Wagner Statement on the Electoral College Certification Vote
Washington, D.C. - Congresswoman Ann Wagner (MO-02) released the following statement on the Electoral College Certification vote:
“On January 3, 2021, I took a solemn oath before God and Country to, ‘support and defend the Constitution of the United States.’ I have faith in our nation’s legal process, believe in the rule of law, and will always uphold that oath to support and defend the Constitution.
“Article II of the Constitution and the 12th Amendment are clear. The power to elect the President of the United States lies with the States and the People, not Congress. Specifically each State ‘shall appoint, in such Manner as the (State) Legislature thereof may direct, a Number of Electors’ and ‘the person having the greatest number of votes for President, shall be the President.’ It is time for Congress to count the electoral votes from each State and fulfill our Constitutional duty.

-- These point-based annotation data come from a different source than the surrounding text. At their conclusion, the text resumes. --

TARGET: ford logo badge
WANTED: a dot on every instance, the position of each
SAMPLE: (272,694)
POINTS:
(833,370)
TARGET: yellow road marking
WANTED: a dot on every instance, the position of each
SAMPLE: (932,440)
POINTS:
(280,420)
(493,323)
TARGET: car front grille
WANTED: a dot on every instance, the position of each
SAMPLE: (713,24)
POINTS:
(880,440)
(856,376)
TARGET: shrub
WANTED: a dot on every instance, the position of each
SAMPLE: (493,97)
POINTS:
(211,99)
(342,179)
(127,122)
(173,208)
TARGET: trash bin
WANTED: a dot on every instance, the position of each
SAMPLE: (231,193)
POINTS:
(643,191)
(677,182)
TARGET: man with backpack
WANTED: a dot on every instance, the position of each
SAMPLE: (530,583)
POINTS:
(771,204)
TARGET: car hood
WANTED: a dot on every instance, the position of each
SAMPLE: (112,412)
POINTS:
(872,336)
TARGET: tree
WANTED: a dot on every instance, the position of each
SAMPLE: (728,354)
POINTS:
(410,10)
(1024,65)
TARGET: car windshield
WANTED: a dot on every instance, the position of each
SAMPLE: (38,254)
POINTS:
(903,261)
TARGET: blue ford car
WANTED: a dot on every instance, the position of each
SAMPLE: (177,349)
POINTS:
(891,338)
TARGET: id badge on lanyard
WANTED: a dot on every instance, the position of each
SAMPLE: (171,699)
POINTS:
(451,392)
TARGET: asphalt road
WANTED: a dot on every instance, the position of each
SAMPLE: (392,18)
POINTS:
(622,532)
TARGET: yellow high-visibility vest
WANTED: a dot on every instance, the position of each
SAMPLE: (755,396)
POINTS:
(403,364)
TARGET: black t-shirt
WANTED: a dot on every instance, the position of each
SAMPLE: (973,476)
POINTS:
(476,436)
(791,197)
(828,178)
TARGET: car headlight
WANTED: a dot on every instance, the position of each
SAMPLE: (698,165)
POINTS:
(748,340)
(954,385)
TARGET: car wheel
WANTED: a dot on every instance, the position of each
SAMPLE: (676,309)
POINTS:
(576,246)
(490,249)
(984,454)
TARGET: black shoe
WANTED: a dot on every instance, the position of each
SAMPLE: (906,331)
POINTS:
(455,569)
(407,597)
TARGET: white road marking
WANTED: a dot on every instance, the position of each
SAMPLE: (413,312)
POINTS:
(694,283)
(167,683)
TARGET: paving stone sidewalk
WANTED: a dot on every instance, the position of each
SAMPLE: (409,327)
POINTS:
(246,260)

“I cannot and will not unconstitutionally insert Congress into the Presidential election in this manner. This would amount to stealing power from the People and the States. It would, in effect, replace the Electoral College with Congress, and strengthen the efforts of those who are determined to eliminate it or render it irrelevant.
“At this point, all States have certified their election results and electors and alleged irregularities have been taken to State and Federal court over five dozen times and rejected, even by judges appointed by President Trump.
“I even signed on to an amicus brief to the Supreme Court of the United States asking the Justices to examine the election changes made by several States and determine if they went beyond the scope of the Constitution’s State legislative requirements. The Supreme Court made a ruling and rejected the merits of our filing in an exceptionally expeditious manner.
“Although some States needlessly injected controversy into this year’s election by making last minute ballot changes and casting doubt over the management and integrity of their election process, that controversy must be decided either by the States themselves, or the Supreme Court. Both avenues have been tried, the legal process followed, and with that comes a finality that Congress and our nation must respect.
“While I may not like the outcome of the election, that does not mean I can, nor should I, try to usurp the powers of the individual States of our republic. To allow Congress to alter the decided outcome of the election would irreparably damage our system of government and defy the Constitution. It is for these reasons I will not support any objection to the certification of electoral college results.”